Ask HN: how do I find unpaid intern? - testme4ever2

Not that I am looking for a cheap labor, but the task itself is social media marketing to FB groups, forums, twitter, and blogs. so it is not extensive work, probably 10 hours a week.<p>if the campaign works well, it can be extended &#x2F; continued to a paid role. if not, this is a short term position that should last a month.<p>Am I too unrealistic for this?<p>Thanks.
======
natch
I would drop the part about "if it works well it can become a paid role." This
line is usually insincere.

If it's not extensive work, just pay for it. Treat your employees with
respect. Unless you really are looking for cheap labor.

A month long internship with an unknown company/project is not going to be
very appealing.

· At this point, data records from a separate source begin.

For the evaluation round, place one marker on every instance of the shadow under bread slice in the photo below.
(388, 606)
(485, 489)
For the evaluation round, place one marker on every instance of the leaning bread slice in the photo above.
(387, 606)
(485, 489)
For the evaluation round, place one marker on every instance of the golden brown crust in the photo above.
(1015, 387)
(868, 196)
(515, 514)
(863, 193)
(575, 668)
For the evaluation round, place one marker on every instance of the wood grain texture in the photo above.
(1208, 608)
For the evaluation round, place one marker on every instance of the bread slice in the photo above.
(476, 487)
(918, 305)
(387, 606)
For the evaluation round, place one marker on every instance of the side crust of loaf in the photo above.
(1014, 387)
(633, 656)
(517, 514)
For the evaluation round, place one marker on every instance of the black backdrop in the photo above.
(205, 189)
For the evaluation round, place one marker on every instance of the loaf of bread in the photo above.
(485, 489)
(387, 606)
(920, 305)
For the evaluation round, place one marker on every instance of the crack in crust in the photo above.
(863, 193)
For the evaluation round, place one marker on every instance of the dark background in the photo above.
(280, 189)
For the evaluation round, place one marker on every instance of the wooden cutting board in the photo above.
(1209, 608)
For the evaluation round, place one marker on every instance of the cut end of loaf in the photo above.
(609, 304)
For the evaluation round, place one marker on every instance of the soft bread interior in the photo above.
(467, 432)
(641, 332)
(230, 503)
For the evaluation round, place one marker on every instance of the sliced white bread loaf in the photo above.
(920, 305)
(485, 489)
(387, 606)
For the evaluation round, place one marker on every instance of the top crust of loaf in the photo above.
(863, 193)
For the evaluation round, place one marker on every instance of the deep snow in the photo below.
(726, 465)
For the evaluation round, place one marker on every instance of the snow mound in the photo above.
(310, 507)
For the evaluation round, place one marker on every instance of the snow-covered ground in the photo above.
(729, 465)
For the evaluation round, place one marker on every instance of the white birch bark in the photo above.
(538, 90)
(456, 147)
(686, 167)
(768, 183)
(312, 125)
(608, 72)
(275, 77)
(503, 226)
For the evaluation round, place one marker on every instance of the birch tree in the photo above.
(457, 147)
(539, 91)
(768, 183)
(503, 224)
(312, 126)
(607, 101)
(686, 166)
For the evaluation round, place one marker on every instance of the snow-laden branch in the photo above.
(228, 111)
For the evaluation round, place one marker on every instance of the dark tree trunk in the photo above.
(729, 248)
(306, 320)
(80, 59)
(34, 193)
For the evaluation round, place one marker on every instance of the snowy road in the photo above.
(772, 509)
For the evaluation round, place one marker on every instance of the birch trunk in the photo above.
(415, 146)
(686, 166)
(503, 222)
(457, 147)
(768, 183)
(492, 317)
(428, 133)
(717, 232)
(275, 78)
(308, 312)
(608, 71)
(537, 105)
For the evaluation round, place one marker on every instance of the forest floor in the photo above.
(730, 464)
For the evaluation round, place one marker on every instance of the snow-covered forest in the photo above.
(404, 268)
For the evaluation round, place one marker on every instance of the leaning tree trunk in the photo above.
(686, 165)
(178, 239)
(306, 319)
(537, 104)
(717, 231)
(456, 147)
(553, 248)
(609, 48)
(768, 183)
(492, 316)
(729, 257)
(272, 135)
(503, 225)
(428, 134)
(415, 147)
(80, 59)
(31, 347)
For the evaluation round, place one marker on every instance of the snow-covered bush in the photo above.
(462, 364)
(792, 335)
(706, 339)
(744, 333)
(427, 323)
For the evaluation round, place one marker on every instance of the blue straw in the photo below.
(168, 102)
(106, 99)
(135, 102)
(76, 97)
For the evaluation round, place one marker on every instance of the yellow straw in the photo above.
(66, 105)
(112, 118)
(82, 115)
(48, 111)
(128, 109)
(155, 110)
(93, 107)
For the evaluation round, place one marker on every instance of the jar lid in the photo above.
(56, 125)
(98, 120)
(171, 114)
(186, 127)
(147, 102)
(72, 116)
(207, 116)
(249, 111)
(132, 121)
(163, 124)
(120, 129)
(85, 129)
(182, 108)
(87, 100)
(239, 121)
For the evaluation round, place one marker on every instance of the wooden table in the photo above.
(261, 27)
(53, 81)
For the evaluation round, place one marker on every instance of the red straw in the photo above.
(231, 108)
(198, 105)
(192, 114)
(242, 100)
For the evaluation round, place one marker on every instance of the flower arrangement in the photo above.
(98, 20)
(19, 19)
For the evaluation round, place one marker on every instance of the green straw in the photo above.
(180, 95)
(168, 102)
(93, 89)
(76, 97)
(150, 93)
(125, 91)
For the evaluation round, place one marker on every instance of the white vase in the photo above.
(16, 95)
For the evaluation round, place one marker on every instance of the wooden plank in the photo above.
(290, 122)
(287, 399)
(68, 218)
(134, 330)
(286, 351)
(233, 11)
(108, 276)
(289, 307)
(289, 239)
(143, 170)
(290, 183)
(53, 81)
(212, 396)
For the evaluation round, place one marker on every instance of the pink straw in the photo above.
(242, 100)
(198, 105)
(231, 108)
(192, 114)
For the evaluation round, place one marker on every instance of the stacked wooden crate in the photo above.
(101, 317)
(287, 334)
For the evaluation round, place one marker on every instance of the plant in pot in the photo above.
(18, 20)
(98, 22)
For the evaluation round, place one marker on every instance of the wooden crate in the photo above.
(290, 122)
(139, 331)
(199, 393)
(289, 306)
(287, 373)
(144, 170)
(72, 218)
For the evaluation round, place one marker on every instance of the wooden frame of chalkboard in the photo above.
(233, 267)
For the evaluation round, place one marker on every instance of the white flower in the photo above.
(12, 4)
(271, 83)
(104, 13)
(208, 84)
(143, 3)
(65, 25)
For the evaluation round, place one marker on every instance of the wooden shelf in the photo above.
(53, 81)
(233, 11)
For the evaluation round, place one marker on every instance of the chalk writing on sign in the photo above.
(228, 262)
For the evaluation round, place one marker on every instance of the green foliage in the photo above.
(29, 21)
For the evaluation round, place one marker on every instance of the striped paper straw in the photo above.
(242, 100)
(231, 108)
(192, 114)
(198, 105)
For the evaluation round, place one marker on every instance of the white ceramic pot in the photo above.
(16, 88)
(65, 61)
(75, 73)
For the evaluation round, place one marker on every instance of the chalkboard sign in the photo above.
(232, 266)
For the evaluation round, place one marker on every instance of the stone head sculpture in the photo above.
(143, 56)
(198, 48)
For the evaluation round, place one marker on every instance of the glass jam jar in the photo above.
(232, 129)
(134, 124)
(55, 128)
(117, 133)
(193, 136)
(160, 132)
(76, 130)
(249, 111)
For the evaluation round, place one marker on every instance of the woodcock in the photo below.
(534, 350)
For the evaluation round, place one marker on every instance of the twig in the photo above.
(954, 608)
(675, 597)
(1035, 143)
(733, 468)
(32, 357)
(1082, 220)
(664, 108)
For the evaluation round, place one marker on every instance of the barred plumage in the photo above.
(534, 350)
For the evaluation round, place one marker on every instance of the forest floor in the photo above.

If your project is famous and is going to look great on a
resume, and you have amazing people and the intern is going to learn a lot
from them, that's a different matter, but with what I see in your post, I
don't think so.

------
yebyen
You should not expect to find free labor unless you are offering a substantial
opportunity of education or useful skills, which it sounds like you are not.

Either you are looking for unskilled labor, in which case you should expect to
pay the going/nominal rate for unskilled laborers with computer/internet
skills, or you are looking for skilled workers with above-nominal technical
skills, and you should expect to pay commensurate to their skills.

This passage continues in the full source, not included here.